People might think it is wrong for me to condemn a report I haven’t read. But since the report condemns a program I ran, I think I have justification.
On Thursday, the Senate Intelligence Committee voted to declassify and release hundreds of pages of its report on U.S. terrorist interrogation practices. Certain senators have proclaimed how devastating the findings are, saying the CIA’s program was unproductive, badly managed and misleadingly sold. Unlike the committee’s staff, I don’t have to examine the program through a rearview mirror. I was responsible for administering it, and I know that it produced critical intelligence that helped decimate al-Qaeda and save American lives.
The committee’s staff members started with a conclusion in 2009 and have chased supportive evidence ever since. They never spoke to me or other top CIA leaders involved in the program, or let us see the report. Without reviewing it, I cannot offer a detailed rebuttal. But there are things the public should consider.
The first is context. The detention and interrogation program was not built in a vacuum. It was created in the months after Sept. 11, 2001, when nearly 3,000 men, women and children were murdered. It was constructed shortly after Richard Reid narrowly missed bringing down an airliner with explosives hidden in his shoes. It continued while U.S. intelligence learned that rogue Pakistani scientists had met with Osama bin Laden to discuss the possibility of creating crude nuclear devices.

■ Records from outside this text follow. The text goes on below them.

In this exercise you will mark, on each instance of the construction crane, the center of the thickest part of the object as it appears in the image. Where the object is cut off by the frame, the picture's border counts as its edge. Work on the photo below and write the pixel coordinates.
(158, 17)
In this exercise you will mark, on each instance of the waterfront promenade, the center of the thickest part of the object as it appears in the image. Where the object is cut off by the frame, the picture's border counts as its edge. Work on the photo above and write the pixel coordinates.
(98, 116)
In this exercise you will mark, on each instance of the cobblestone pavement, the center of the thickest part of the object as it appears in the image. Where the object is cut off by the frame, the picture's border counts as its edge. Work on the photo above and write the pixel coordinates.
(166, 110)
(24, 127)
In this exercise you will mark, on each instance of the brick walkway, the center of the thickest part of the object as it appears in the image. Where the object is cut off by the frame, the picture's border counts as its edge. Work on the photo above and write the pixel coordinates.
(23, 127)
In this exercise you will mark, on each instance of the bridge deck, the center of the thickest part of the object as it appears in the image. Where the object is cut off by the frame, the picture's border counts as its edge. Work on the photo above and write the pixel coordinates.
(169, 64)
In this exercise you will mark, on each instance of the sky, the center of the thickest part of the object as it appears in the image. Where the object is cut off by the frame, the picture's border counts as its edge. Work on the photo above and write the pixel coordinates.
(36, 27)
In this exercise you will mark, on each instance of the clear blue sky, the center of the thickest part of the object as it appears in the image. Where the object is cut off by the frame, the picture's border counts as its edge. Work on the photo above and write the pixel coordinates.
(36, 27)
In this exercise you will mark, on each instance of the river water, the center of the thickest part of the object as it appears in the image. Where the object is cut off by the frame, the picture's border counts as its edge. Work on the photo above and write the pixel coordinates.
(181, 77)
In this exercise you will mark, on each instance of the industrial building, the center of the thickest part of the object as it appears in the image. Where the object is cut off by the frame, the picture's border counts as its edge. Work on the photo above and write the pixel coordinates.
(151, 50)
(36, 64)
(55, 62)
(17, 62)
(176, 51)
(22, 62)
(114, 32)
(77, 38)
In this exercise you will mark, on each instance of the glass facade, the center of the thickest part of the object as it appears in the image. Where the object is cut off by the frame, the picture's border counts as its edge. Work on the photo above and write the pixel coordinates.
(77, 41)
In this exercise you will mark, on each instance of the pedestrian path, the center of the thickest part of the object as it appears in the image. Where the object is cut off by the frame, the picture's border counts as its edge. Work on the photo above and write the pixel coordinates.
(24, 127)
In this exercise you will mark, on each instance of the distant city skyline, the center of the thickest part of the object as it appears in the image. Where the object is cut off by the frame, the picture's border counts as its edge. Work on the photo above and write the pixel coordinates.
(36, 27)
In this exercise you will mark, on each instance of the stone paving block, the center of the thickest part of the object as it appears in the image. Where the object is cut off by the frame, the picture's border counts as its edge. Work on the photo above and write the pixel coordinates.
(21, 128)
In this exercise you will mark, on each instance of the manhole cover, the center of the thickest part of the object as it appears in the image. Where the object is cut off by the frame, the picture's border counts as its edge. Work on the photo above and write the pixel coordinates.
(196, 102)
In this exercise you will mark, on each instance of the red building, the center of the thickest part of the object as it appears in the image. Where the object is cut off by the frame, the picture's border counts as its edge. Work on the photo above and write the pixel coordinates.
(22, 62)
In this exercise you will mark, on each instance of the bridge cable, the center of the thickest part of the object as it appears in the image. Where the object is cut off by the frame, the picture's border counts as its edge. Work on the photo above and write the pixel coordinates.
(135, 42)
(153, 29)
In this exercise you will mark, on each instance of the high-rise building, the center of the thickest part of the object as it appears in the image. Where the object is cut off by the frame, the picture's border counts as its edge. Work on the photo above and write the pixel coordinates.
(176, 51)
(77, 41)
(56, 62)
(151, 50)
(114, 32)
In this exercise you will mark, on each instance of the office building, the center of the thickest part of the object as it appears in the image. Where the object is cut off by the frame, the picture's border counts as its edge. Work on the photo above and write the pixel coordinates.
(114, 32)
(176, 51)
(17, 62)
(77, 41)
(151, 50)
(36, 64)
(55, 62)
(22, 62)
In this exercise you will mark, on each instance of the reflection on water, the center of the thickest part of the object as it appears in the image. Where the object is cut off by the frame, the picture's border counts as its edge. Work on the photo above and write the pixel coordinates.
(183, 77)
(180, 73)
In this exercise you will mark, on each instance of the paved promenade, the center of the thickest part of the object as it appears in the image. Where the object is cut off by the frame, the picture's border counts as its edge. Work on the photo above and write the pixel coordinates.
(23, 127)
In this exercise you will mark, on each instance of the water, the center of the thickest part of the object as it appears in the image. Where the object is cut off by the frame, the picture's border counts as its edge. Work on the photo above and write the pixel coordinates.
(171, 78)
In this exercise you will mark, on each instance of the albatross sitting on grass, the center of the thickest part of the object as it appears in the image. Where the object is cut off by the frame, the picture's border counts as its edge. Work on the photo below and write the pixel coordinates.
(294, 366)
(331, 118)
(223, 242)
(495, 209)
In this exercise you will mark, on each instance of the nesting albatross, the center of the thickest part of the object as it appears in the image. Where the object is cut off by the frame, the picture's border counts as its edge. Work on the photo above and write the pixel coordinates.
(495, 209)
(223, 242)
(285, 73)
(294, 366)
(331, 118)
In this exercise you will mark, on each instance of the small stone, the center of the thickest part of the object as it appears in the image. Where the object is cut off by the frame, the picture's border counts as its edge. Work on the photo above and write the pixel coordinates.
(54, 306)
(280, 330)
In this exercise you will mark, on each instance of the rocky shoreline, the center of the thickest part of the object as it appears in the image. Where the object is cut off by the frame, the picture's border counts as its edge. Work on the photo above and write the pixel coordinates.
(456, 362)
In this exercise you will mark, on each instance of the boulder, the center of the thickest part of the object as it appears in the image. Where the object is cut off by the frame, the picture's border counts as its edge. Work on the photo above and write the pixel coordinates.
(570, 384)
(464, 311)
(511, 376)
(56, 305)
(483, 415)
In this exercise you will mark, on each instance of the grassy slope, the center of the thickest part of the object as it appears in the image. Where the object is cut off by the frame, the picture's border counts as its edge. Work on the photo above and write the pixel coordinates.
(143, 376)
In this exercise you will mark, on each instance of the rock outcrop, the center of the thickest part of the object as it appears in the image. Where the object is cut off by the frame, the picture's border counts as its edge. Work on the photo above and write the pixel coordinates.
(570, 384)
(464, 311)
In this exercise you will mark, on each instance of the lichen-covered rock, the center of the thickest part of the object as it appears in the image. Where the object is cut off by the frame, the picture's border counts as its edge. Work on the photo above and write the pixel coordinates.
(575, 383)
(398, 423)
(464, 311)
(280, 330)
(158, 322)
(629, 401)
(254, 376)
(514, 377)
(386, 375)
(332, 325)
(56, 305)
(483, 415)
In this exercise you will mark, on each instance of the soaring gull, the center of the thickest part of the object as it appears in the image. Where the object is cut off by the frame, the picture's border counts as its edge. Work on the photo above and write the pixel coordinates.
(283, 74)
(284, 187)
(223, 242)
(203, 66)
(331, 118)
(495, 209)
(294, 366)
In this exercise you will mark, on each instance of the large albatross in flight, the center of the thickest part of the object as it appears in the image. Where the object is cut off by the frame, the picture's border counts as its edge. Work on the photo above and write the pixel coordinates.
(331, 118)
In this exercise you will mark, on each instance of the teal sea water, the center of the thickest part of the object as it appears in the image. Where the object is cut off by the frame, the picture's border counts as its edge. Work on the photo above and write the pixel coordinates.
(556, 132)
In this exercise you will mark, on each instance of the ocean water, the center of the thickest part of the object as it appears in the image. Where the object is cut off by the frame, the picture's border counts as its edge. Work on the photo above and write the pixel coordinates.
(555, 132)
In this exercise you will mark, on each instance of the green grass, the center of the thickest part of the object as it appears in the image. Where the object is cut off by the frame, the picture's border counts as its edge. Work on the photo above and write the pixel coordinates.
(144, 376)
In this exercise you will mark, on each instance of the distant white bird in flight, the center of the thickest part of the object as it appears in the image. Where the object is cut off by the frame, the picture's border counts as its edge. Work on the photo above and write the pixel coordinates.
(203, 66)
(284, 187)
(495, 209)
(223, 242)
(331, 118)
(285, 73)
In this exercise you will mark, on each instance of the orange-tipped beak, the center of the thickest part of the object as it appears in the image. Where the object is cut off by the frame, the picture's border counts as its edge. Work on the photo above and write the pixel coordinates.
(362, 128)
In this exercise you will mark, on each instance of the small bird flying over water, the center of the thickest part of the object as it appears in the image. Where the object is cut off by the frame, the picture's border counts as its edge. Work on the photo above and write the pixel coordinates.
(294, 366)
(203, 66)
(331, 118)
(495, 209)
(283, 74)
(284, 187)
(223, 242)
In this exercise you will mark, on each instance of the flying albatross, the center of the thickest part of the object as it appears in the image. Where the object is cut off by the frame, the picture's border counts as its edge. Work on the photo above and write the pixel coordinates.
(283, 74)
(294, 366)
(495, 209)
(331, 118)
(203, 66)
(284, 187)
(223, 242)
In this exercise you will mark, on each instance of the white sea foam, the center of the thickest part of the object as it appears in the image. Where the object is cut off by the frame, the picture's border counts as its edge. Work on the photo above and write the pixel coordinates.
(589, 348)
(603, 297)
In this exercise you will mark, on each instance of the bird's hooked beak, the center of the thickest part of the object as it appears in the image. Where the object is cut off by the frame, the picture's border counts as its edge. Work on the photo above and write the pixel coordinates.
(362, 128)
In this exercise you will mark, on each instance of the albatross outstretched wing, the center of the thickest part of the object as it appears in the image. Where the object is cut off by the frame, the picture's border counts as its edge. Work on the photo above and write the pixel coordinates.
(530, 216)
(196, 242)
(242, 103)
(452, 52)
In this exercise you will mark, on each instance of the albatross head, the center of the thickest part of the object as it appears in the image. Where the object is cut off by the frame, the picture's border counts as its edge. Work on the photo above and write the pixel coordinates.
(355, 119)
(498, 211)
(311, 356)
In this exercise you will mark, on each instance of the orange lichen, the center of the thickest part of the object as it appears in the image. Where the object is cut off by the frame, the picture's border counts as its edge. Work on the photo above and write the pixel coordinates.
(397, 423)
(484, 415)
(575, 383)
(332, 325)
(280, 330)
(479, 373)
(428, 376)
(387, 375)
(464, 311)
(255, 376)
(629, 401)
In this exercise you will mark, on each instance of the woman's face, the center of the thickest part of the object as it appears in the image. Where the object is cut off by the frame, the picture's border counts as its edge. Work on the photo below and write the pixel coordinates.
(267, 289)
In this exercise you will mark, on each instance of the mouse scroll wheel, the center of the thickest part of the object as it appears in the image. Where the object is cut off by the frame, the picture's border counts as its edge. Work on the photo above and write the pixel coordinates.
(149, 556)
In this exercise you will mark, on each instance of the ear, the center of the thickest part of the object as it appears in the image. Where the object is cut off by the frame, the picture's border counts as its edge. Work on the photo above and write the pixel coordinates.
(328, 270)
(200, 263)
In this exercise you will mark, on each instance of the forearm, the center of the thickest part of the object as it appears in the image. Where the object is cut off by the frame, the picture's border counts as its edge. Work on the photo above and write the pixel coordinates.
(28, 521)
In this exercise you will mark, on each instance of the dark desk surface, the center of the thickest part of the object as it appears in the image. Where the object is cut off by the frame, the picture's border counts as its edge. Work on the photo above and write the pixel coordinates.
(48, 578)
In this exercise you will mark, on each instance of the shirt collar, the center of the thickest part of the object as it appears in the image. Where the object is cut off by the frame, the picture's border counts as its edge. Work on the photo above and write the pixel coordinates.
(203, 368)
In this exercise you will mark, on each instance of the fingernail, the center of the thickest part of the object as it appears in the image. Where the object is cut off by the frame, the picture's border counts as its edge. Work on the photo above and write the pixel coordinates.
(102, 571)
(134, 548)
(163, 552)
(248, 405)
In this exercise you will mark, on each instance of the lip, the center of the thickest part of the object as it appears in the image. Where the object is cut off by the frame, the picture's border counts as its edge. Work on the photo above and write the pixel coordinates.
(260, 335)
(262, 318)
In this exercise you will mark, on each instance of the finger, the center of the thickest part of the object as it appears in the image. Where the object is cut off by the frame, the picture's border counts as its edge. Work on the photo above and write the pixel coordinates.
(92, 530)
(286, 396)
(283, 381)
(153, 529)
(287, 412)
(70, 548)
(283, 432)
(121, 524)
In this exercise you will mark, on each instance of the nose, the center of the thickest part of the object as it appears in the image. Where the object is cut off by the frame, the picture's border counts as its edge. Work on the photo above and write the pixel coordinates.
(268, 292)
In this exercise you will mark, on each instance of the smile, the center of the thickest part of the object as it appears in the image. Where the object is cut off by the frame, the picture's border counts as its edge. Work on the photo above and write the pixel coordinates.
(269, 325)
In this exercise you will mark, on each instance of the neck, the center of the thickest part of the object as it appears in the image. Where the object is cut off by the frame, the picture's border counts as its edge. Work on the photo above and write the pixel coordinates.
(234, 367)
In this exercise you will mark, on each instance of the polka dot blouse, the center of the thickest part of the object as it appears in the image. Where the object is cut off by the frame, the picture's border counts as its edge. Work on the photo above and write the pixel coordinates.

When we captured high-ranking al-Qaeda operative Abu Zubaida in 2002, we knew he could help us track down other terrorists and might provide information to allow us to stop another attack. Those who suggest we should have questioned him more gently have never felt the burden of protecting innocent lives.
Second is effectiveness. I don’t know what the committee thinks it found in the files, but I know what I saw in real time: a program that provided critical information about the operations and leadership of al-Qaeda. Intelligence work is like doing a thousand-piece jigsaw puzzle without the picture on the box top and with millions of extra pieces. The committee staff started with the box top, the pieces in place, and pronounced the puzzle a snap.
The interrogation program was not flawless. But we identified and rectified our mistakes and, where appropriate, reported suspected wrongdoing to the Justice Department.
Third is authority. This program was approved at the highest levels of the government, judged legal by the Justice Department and regularly briefed to the leaders of our congressional oversight committees. There was never any effort to mislead the administration or Congress about the program. In 2006, then-CIA Director Michael Hayden expanded those fully briefed on the program to include all members of the intelligence oversight committees. It is a travesty that these efforts at transparency are now branded insufficient and misleading.
When portions of the report are released, I hope the CIA’s response, pointing out its flawed analysis, is also made public. But before anything is released, authorities must ensure that we don’t make the job of my successors, who are trying to prevent future terrorist attacks, any harder.